Calado is 30 years old, and since he was eight, a rare disease prevented him from speaking and eating normally, until a rare surgical intervention, carried out at the Central Hospital of Nampula, northern Mozambique, gave him back his life.
“I’m happy,” he begins by saying. Since the end of January, his surgery has allowed him to start eating and drinking with some normality, in addition to resuming speaking, 23 years later.
It all started in 2002, when 8-year-old Calado fell while trying to scare monkeys away from the family’s agricultural field in Mecula, Niassa province. The incident affected his temporomandibular [jaw] joint, leading to bone fusion that has since prevented the mouth from opening.
From then on he could no longer speak, and his diet was limited to liquids and light foods, which he consumed only with great difficulty. He only completed the fifth grade and at 23 years old was spending his days helping his family with beekeeping and fishing, as well as agriculture.
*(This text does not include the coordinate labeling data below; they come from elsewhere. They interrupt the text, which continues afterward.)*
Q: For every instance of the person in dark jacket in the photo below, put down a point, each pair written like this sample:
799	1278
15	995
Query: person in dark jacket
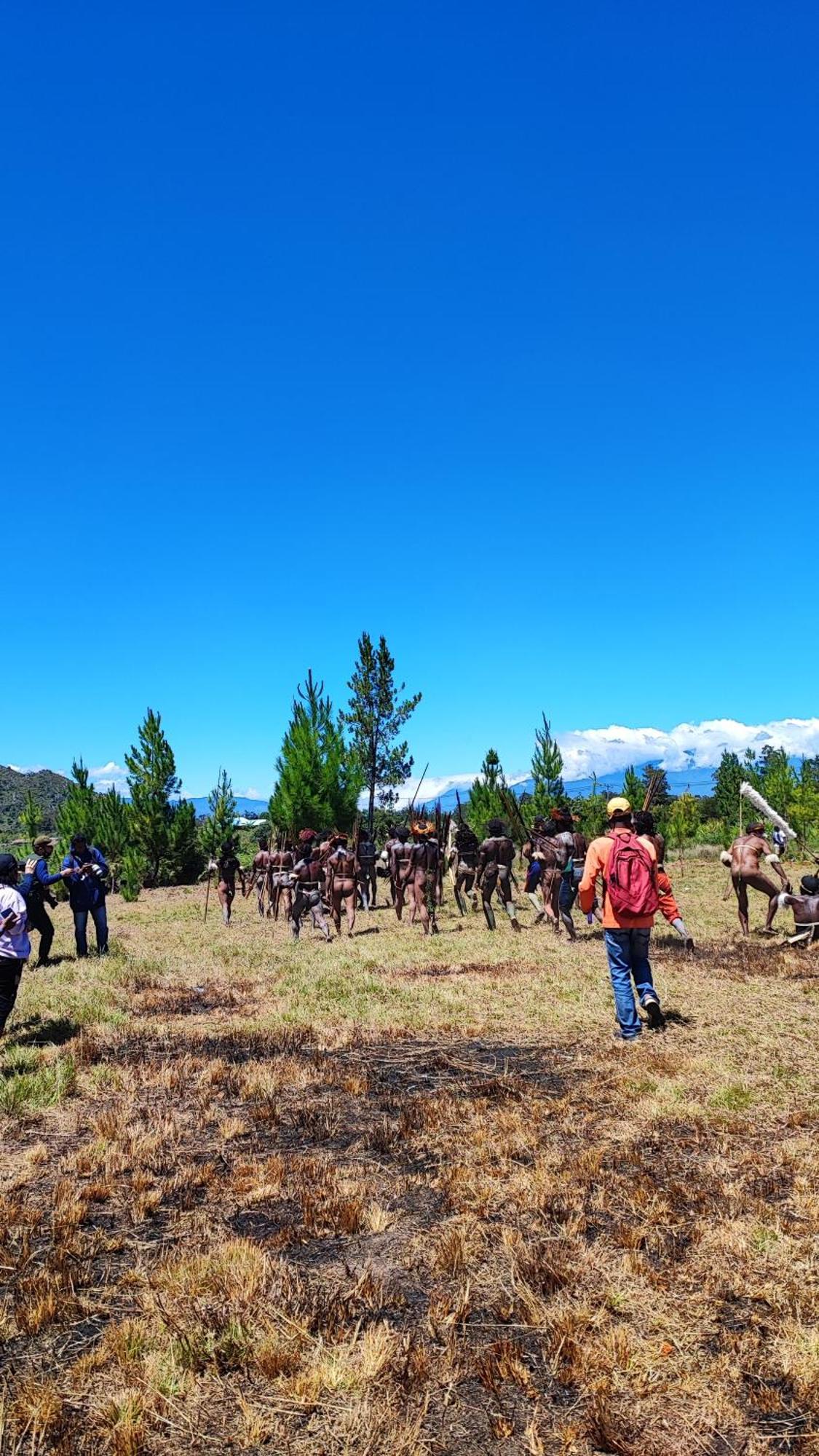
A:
15	946
36	889
87	893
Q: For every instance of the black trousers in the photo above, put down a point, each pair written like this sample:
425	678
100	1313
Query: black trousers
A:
41	921
11	973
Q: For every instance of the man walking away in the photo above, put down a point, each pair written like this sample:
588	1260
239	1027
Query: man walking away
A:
628	870
87	893
36	889
644	829
15	946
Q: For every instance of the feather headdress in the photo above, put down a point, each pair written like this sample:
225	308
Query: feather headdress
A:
749	793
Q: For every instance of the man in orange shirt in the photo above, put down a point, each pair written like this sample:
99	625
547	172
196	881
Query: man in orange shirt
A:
625	934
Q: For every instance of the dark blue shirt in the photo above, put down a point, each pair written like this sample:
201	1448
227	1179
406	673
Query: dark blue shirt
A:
85	892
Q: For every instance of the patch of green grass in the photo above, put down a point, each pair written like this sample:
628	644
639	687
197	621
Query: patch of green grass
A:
25	1088
733	1099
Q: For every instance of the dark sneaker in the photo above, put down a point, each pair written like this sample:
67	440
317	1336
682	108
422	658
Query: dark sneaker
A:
653	1013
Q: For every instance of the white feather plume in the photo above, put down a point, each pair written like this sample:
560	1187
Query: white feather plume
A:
749	793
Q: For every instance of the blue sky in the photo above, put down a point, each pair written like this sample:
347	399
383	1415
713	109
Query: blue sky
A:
491	330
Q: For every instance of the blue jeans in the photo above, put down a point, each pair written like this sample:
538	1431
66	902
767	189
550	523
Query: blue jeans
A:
628	957
101	927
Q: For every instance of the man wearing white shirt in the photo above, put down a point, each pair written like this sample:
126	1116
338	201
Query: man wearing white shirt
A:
15	946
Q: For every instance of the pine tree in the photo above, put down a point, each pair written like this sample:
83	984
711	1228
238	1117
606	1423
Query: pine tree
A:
778	780
486	797
592	810
221	823
727	778
684	820
113	831
662	794
152	780
78	810
320	780
375	720
633	788
186	858
804	803
31	818
547	772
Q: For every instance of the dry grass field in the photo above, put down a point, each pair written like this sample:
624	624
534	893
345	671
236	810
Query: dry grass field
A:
398	1196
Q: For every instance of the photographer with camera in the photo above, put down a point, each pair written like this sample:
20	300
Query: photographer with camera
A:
36	889
87	893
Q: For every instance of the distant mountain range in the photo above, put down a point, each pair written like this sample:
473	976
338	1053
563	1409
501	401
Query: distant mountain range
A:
681	781
245	809
49	790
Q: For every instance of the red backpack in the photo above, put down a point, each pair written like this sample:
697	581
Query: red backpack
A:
630	879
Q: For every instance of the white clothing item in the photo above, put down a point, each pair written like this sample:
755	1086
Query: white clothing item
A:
15	946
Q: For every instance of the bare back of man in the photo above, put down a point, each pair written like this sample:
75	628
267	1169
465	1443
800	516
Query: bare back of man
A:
743	860
260	871
343	873
420	876
280	880
496	858
464	866
398	861
308	880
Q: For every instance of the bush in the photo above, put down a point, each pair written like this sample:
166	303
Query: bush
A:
132	874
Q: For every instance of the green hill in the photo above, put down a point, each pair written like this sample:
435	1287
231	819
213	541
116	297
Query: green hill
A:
49	790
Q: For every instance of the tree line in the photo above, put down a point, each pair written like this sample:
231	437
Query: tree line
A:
330	761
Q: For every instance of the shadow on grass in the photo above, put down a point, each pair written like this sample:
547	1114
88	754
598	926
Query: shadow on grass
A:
56	1032
675	1018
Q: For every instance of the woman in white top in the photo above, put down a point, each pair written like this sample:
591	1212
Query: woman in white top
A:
15	946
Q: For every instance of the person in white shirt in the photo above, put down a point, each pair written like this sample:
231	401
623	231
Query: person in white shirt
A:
15	946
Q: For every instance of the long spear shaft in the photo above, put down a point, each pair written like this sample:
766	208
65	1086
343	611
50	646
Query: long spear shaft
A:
411	806
212	854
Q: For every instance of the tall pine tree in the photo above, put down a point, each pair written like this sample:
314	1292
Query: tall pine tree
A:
320	778
547	772
152	780
78	810
486	797
31	818
221	823
727	777
375	720
114	832
633	788
662	794
186	855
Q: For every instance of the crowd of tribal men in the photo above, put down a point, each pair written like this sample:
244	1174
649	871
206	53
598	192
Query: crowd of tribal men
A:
321	876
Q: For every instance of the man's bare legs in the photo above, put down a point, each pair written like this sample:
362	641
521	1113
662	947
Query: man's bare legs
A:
764	886
344	892
226	901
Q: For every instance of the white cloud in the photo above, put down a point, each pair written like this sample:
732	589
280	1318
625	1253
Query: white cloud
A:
604	751
110	777
433	788
688	746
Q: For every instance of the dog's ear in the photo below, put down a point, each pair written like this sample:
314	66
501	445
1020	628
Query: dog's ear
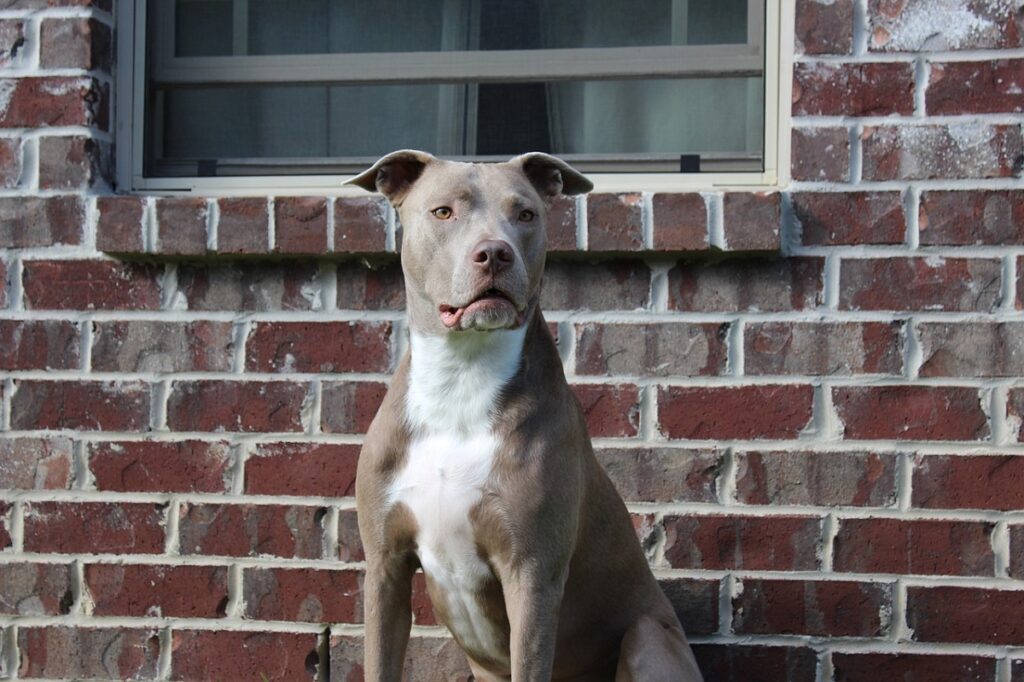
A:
552	176
393	174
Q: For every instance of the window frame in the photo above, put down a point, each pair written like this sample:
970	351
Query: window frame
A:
131	82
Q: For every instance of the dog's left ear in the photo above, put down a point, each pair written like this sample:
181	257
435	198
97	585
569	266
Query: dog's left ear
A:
551	175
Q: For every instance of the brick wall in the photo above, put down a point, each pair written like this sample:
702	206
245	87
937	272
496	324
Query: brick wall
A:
811	399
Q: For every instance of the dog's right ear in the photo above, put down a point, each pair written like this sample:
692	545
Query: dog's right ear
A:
393	174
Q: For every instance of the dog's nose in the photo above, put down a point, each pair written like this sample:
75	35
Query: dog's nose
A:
493	255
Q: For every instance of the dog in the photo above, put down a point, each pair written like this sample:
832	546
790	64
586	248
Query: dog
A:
478	467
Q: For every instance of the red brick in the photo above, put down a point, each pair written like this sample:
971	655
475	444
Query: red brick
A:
828	608
734	412
680	221
740	663
614	222
40	221
966	218
243	225
36	464
910	413
743	543
35	589
734	286
609	285
913	547
236	406
95	653
120	226
663	474
151	466
38	344
960	481
197	592
820	154
834	218
303	594
821	348
610	410
327	346
300	224
752	220
911	667
928	152
920	284
85	406
651	350
94	527
966	614
824	28
244	287
349	407
359	224
91	285
302	469
206	654
251	530
817	479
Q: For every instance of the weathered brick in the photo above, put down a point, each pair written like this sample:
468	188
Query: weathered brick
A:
960	481
680	221
302	469
763	286
38	344
35	589
610	410
251	530
829	479
914	547
910	413
198	592
911	667
653	350
36	464
143	345
349	407
322	346
734	412
743	543
663	474
303	594
94	527
829	608
211	654
94	653
614	222
610	285
91	285
969	285
824	88
820	155
300	224
151	466
969	150
821	348
40	221
236	406
244	287
966	614
970	217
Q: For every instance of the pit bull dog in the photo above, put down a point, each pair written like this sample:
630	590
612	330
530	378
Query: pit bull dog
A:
478	468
Due to his health condition, he faced social stigma for over two decades, until surgery in January began to give him back a lost life, despite some initial opposition from his family to his leaving the land and seeking treatment in Nampula, more than 700 kilometres away.
“I’m already getting a bit of morale back,” he admits. Still recovering from surgery, performed on January 27th at the largest hospital in northern Mozambique, young Calado cannot hide his emotion at being able to explain in his own words what those years were like.
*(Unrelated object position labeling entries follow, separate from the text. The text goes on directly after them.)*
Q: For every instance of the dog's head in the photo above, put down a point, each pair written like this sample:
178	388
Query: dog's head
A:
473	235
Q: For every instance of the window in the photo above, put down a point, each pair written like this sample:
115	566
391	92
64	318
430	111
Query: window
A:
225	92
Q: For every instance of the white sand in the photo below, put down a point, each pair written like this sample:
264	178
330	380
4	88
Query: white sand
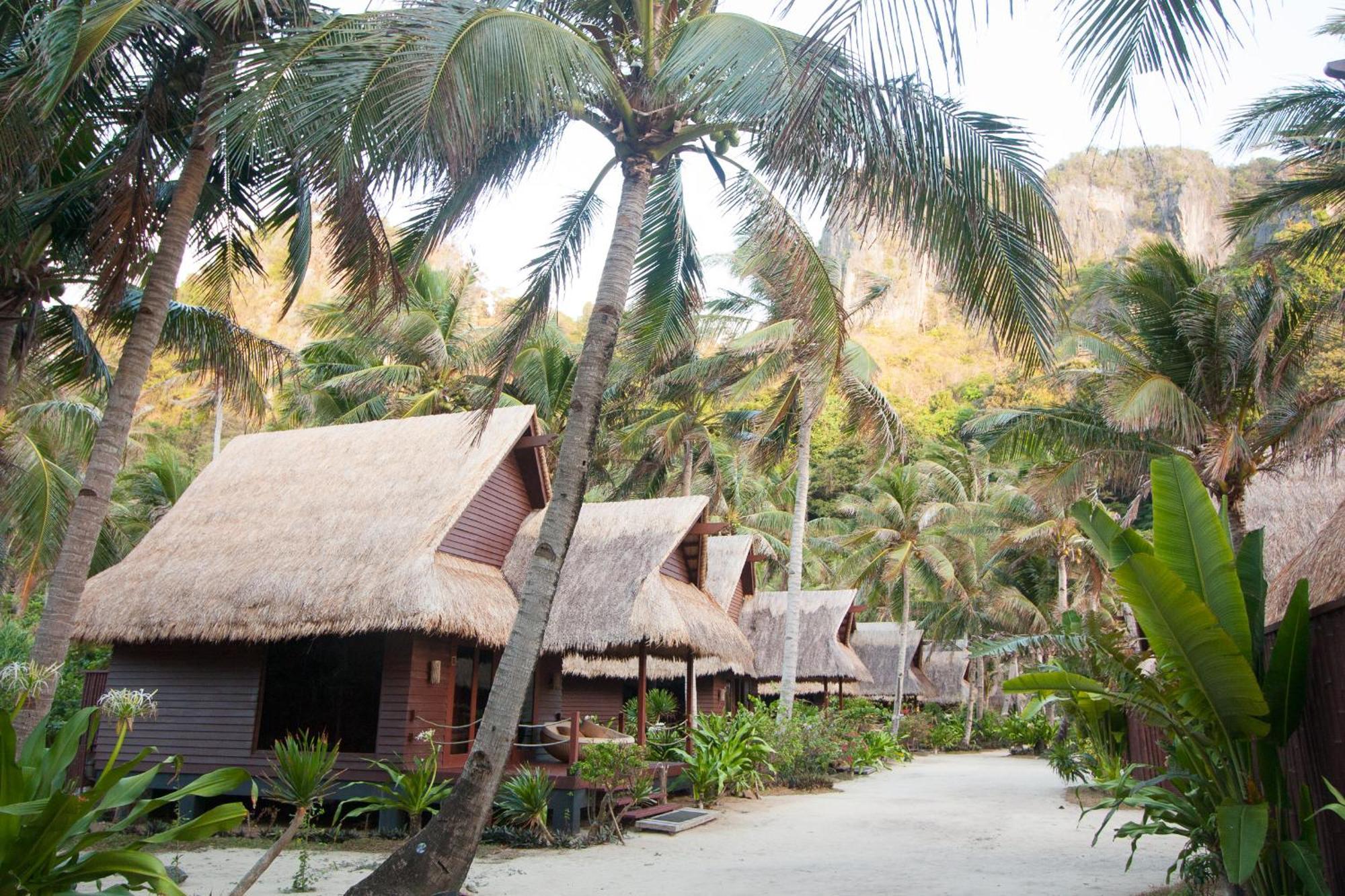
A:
941	826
“Very difficult. After the fall, I was unable to open my mouth for two days, but I thought it would be temporary. Days and years went by and I continued like that. I couldn’t even open my mouth to eat, and spoke to people using gestures,” he recalls.
He remained voiceless until the religious association Estrela do Amanhã identified him in October 2024 and sent him to Nampula to finally receive medical treatment.
Calado’s situation was discovered by the Mozmed program, run by the religious mission of the same name and made up of general practitioners who work in remote communities without access to specialized health services.
In addition to Meconta, the mission also works in the districts of Angonia and Tsangano, in the province of Tete, central Mozambique.
The president of the Mozmed mission, Jacinto Joaquim, explained that last year the organisation transported 43 patients with various pathologies who needed surgical intervention to Nampula Central Hospital for treatment. Of these, 42 were operated on – and now also young Calado, whose surgery was unique in that hospital.
“He was already giving up because most of those who went with him had already been operated on and returned home,” Joaquim admitted.
Satisfaction at the young man’s new life was felt throughout the hospital. “We are extremely pleased with the success of this operation that restored this young man’s speech,” explained Daniel Sitóe, a dentist at Nampula Central Hospital, who oversaw the four-hour surgery on the young man, a team led by maxillofacial surgeon Alexeis Amita.
“For me, as a dentist, it was the first time I had followed such a case. The impact that the surgery has had on Calado’s life is incredible and satisfying,” the clinician highlighted.